Weltweit gibt es schon eine Reihe führerlose Bahnen, meist sind das aber geschlossene Systeme wie U-Bahnen und Pendelzüge auf Flughäfen. Alle sind sich einig, dass die Eisenbahn komplexer ist. Noch dazu fährt sie unter freiem Himmel und durch Wälder und Felder. Wenn es klappen sollte, gäbe es einen großen Vorteil: Personen- oder Güterzüge könnten dann in dichterem Abstand hintereinander fahren. Das heißt: Mehr Kapazität auf der gleichen Strecke.
In wenigen Wochen beginnt die Deutsche Bahn im Erzgebirge in Sachsen mit einem Pilotprojekt. Auf der rund 30 Kilometer langen Strecke von Annaberg-Buchholz nach Wolkenstein sind tägliche Testfahrten mit einer Diesellok geplant, die mit Computer, Videokameras und Sensoren ausgerüstet wird. Das System soll Signale erkennen, Hindernisse identifizieren und entsprechend reagieren. Hängt da nur ein harmloser, dünner Zweig im Gleis oder liegt ein Baum auf den Schienen? Dabei stehe man noch am Anfang, räumt ein Bahnsprecher ein: «Wir glauben aber, dass wir die Probleme lösen können.»
Kritik an der «Insellösung» der Bahn
Folgt man dem Bahnexperten Markus Hecht von der Technischen Universität Berlin, dann ist die Deutsche Bahn beim führerlosen Zugfahren nicht vornedran, sondern im Hintertreffen. Teilstrecken von Thameslink in England würden bereits ohne Lokführer betrieben. In Australien gebe es Erzzüge, die sehr lange Strecken ohne einen Menschen an der Spitze zurücklegten, sagt der Professor, der das Fachgebiet Schienenfahrzeuge am Institut für Land- und Seeverkehr leitet.
Hecht hält es vor allem für einen Fehler, dass die Bahn allein für sich forscht. «Das ist eine Insellösung, die nichts bringt.» Die Deutschen müssten vielmehr auf eine europäische Lösung hinarbeiten und dabei große Hersteller wie Bombardier und Siemens, die großen Eisenbahnen in den Nachbarstaaten sowie die Europäische Eisenbahnagentur (ERA) als Aufsichtsbehörde einbinden.

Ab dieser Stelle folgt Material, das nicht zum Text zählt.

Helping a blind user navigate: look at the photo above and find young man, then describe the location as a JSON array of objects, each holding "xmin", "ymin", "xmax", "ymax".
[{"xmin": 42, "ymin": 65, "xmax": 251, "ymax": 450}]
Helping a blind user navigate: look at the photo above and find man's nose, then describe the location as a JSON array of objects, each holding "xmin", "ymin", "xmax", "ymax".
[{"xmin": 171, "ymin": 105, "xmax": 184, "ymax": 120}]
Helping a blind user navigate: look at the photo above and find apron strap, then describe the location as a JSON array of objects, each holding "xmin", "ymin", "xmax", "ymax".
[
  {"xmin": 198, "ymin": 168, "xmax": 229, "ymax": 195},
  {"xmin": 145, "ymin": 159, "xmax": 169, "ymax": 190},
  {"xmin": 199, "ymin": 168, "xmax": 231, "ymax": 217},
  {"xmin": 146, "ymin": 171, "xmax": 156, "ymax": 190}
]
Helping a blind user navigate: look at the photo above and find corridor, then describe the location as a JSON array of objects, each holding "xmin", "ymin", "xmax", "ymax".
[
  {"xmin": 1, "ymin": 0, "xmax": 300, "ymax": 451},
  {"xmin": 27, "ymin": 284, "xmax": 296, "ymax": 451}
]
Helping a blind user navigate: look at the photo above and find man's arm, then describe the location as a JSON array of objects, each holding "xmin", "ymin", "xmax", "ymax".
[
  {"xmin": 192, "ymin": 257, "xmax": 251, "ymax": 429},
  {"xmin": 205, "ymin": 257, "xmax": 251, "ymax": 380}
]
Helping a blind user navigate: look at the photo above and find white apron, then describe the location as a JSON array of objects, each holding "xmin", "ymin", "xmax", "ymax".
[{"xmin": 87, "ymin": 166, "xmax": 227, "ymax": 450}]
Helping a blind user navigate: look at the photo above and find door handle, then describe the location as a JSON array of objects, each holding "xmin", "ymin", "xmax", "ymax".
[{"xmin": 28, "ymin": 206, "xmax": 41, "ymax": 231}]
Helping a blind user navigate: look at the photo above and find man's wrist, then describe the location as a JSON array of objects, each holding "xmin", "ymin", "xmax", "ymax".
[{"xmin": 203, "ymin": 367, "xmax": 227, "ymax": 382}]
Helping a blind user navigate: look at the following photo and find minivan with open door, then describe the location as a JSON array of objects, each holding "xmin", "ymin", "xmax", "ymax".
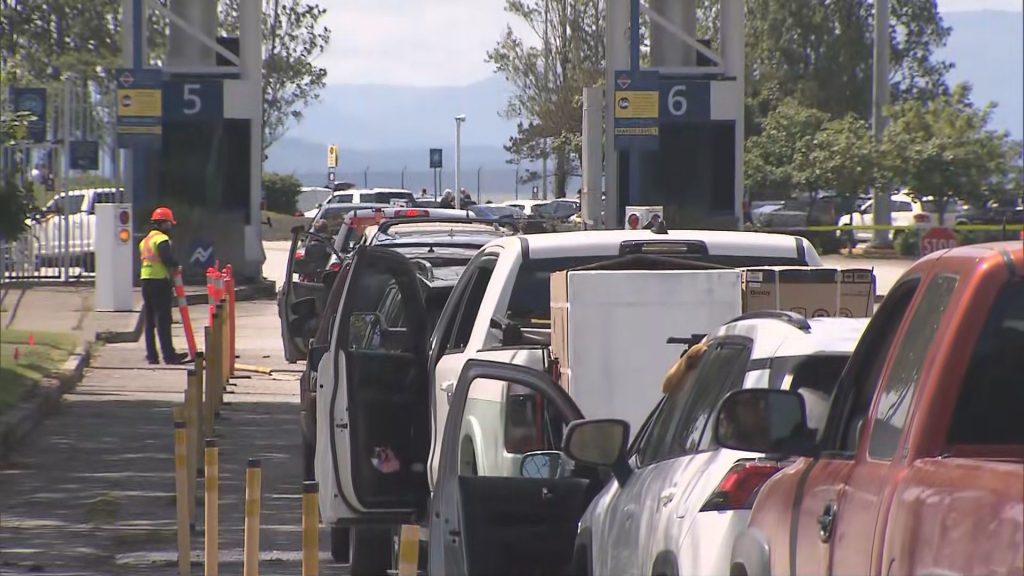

Das modernste Zugleitsystem ETCS als Zwischenschritt und Voraussetzung für voll automatisierten Zugbetrieb gebe es bislang nur auf der Strecke Leipzig-Erfurt, kritisiert Hecht. Ein Hauptproblem sieht er darin, was passiert, wenn ein Zug wegen einer Fehlermeldung gestoppt wird. «Wer stellt dann fest, dass es ein Fehlalarm war? Wer gibt das Kommando, dass der Zug weiterfahren darf?» In der Praxis dürfte das nach Einschätzung Hechts häufiger passieren, als es der Bahn lieb ist.